From left: Elazer Edelman; Gina Vild, Harvard Medical School chief communications officer, who welcomed attendees to the event; Jeff Karp and Conor Evans

From left: Elazer Edelman; Gina Vild, Harvard Medical School chief communications officer, who welcomed attendees to the event; Jeff Karp and Conor Evans

“To succeed you must fail, often.”

This phrase is often given as advice on how to thrive. At last month’s High-Tech Med Talk, part of Harvard Medical School’s “Mini-Med School Series,” BWH cardiologist Elazer Edelman, MD, PhD, and biomedical engineer Jeff Karp, PhD, along with MGH’s Conor Evans, PhD, confirmed that the adage is true, especially in the age of high-tech innovation.

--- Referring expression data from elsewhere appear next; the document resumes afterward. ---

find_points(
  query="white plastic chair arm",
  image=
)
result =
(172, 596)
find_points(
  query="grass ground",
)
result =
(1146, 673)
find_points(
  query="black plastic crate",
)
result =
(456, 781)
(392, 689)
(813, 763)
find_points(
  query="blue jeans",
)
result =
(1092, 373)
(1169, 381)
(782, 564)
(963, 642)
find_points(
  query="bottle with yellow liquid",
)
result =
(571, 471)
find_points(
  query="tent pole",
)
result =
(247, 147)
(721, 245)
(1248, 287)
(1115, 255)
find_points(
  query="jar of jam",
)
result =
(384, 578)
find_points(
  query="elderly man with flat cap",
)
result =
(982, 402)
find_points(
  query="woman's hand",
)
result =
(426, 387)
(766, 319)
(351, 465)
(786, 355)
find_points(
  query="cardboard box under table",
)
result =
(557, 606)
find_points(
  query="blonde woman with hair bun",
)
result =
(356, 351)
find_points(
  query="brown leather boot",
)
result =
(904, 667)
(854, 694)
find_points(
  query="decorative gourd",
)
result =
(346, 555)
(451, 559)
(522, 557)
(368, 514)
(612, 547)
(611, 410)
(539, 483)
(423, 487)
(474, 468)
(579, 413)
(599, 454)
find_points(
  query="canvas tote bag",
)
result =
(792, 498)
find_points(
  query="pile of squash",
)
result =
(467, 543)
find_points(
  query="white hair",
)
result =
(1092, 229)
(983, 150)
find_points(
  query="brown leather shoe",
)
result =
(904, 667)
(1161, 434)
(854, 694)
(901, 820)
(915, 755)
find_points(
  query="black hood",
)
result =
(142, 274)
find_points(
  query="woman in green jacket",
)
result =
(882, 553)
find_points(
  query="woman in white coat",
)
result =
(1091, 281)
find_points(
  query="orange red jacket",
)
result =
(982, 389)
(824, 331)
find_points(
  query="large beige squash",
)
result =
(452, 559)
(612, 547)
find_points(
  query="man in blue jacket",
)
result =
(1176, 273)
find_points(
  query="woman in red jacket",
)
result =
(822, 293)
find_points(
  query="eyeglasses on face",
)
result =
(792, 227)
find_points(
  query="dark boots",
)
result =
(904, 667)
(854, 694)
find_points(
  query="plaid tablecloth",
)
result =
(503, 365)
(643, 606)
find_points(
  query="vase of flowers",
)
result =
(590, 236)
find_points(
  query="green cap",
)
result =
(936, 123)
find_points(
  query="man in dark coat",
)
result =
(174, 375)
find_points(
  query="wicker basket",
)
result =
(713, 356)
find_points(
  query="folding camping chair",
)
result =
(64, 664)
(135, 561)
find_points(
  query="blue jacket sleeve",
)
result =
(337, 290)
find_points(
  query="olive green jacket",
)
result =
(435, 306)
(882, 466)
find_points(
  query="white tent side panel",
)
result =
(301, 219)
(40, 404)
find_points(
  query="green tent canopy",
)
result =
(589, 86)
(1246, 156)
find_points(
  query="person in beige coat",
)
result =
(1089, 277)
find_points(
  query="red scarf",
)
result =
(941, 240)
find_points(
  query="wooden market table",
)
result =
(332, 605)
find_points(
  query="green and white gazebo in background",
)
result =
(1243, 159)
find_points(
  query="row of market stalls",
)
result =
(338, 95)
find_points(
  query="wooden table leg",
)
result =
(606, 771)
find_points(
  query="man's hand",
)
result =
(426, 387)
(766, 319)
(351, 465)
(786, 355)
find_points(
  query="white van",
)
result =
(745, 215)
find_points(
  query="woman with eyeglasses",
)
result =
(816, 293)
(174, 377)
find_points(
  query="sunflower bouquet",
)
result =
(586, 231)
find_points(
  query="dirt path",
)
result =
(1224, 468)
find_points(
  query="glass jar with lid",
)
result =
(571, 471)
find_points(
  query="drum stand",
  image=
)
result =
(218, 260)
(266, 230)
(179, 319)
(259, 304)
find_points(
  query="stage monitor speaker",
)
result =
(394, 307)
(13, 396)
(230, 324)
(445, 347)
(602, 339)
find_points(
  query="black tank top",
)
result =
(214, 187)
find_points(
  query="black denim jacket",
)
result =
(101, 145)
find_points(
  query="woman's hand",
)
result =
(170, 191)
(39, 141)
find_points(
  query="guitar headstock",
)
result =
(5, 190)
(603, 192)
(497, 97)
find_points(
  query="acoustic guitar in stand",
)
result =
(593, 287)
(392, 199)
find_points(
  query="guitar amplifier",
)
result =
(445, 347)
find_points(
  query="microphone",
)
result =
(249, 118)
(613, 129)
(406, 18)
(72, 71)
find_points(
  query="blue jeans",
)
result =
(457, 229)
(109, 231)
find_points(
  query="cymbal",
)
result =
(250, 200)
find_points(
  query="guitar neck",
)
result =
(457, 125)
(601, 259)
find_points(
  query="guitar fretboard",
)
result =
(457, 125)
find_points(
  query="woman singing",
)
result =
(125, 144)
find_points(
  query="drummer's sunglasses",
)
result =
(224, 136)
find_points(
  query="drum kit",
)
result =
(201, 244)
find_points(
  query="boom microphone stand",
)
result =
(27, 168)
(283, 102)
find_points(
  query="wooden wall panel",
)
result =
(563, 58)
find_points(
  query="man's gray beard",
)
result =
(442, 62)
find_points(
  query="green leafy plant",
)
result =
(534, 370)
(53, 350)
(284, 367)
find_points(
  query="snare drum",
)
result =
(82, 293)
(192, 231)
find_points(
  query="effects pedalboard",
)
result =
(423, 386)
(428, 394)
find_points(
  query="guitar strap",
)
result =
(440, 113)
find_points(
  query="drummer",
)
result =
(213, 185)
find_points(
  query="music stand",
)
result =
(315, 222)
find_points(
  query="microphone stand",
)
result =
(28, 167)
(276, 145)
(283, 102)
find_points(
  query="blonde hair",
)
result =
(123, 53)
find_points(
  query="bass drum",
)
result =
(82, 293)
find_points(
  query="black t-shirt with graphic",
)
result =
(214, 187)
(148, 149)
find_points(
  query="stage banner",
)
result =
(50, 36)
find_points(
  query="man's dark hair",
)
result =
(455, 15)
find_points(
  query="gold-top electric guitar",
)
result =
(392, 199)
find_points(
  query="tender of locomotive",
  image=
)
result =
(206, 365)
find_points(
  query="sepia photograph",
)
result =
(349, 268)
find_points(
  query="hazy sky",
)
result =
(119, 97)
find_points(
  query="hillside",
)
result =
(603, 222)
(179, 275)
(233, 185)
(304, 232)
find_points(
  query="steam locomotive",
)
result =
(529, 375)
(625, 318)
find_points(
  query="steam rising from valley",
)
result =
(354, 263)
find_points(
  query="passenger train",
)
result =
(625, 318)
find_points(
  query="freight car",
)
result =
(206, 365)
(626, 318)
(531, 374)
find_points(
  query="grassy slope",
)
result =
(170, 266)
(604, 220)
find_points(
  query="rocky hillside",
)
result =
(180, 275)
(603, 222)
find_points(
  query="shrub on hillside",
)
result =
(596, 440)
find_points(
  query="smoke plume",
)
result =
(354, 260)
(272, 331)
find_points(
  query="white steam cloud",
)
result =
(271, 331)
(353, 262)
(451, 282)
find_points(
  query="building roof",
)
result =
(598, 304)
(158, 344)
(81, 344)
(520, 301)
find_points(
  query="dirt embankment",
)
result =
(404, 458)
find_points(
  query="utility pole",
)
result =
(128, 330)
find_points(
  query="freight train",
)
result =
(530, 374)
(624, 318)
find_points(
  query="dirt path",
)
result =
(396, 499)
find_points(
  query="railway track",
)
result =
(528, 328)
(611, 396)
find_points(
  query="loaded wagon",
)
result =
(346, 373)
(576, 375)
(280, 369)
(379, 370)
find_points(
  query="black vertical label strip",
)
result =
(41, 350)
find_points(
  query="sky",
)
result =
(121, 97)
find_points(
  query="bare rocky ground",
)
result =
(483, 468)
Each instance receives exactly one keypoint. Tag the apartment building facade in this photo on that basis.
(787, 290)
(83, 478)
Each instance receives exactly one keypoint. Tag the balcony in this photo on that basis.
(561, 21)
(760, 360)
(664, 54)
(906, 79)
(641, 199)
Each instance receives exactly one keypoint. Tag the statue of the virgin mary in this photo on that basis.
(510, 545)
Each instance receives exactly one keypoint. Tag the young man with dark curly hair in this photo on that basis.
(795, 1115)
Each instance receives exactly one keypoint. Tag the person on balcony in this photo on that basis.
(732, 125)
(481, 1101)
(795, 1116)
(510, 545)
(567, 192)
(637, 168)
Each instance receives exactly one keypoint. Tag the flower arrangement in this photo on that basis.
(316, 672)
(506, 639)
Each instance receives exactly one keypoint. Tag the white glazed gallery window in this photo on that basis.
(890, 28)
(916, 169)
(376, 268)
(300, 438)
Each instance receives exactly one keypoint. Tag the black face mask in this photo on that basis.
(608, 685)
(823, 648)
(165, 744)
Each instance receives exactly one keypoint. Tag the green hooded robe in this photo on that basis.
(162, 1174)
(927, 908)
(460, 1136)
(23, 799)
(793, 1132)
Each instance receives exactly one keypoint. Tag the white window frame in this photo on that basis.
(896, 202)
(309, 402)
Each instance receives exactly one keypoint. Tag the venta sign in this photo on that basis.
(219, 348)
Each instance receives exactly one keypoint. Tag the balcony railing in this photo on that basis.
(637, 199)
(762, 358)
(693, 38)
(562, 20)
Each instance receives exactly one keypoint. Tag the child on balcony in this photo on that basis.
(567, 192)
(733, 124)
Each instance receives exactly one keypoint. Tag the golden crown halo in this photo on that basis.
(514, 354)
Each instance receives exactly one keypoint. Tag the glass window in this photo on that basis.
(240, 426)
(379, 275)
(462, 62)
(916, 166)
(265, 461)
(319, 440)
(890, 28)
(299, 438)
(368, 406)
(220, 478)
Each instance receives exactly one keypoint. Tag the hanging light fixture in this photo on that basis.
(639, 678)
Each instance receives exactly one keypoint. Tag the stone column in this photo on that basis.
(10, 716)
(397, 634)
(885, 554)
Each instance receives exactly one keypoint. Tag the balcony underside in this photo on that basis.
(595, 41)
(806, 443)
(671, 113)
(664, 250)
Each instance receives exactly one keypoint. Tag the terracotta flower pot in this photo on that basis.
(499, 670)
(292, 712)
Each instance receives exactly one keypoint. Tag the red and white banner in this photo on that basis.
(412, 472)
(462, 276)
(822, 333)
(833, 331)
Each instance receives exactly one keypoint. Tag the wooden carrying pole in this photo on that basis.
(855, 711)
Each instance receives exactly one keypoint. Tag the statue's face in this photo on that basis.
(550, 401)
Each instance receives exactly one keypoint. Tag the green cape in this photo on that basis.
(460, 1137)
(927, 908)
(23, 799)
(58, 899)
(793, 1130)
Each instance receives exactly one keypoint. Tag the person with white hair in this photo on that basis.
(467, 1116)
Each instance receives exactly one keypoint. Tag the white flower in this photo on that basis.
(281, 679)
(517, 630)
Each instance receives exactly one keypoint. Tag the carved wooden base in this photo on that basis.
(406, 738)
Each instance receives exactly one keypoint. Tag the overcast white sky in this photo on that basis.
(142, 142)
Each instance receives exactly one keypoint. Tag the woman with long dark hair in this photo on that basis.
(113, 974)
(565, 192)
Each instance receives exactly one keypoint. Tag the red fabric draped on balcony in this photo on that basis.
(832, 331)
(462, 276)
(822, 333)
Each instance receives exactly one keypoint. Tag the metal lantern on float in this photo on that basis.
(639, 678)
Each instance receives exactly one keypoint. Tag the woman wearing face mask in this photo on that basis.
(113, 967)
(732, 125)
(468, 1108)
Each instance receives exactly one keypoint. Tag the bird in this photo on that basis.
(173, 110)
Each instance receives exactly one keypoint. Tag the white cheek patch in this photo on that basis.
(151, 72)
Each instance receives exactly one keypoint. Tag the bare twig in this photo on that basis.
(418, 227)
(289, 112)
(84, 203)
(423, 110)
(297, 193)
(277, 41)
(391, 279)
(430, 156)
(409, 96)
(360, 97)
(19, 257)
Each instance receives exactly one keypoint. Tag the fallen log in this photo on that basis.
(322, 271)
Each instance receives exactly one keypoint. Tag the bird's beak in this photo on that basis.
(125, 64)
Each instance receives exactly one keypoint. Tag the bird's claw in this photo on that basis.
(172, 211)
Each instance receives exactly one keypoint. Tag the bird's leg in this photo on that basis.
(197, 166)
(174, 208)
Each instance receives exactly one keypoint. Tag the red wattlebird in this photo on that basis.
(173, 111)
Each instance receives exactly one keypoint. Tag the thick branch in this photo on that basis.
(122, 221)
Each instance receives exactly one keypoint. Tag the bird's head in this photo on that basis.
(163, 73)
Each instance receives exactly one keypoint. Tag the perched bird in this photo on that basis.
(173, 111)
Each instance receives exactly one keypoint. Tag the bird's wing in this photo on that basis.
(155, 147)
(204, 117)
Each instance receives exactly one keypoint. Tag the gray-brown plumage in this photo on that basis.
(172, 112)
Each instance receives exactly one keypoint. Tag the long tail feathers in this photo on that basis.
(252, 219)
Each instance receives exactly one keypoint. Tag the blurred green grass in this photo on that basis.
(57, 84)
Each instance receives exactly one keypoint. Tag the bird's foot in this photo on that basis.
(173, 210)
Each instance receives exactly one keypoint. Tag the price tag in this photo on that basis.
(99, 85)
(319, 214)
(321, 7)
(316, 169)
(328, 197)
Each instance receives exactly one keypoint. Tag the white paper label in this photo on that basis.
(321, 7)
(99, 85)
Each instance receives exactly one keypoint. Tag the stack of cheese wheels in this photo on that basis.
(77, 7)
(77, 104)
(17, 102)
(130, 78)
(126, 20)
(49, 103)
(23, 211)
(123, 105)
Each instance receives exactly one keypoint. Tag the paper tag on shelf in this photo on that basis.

Edelman, director of the Harvard-MIT Biomedical Engineering Center, moderated the event. He began by explaining that innovation in the world of medicine is not a straight and fast road, despite how good the final product may look. The barriers researchers and physicians encounter every day are huge. For example, the amount of funding the government allocates to innovation every year is negligible. Through extensive research and novel thinking, Edelman’s team has developed a stent-based drug delivery system that has helped decrease cardiovascular disease sixfold over the past 40 years.

Karp shared information about one of his projects, which is seeking to find solutions for clinicians who treat young children with heart conditions. Using a viscous glue that repels water—inspired by the secretion of slugs and snails—Karp and his team developed a patch that can be applied to repair a blood vessel or cardiac tissue. During a pilot study with the patch, it was too small and slipped off; however, his team scraped up remaining glue to seal the wound. It then functioned perfectly, “failing” and yet ultimately leading to success.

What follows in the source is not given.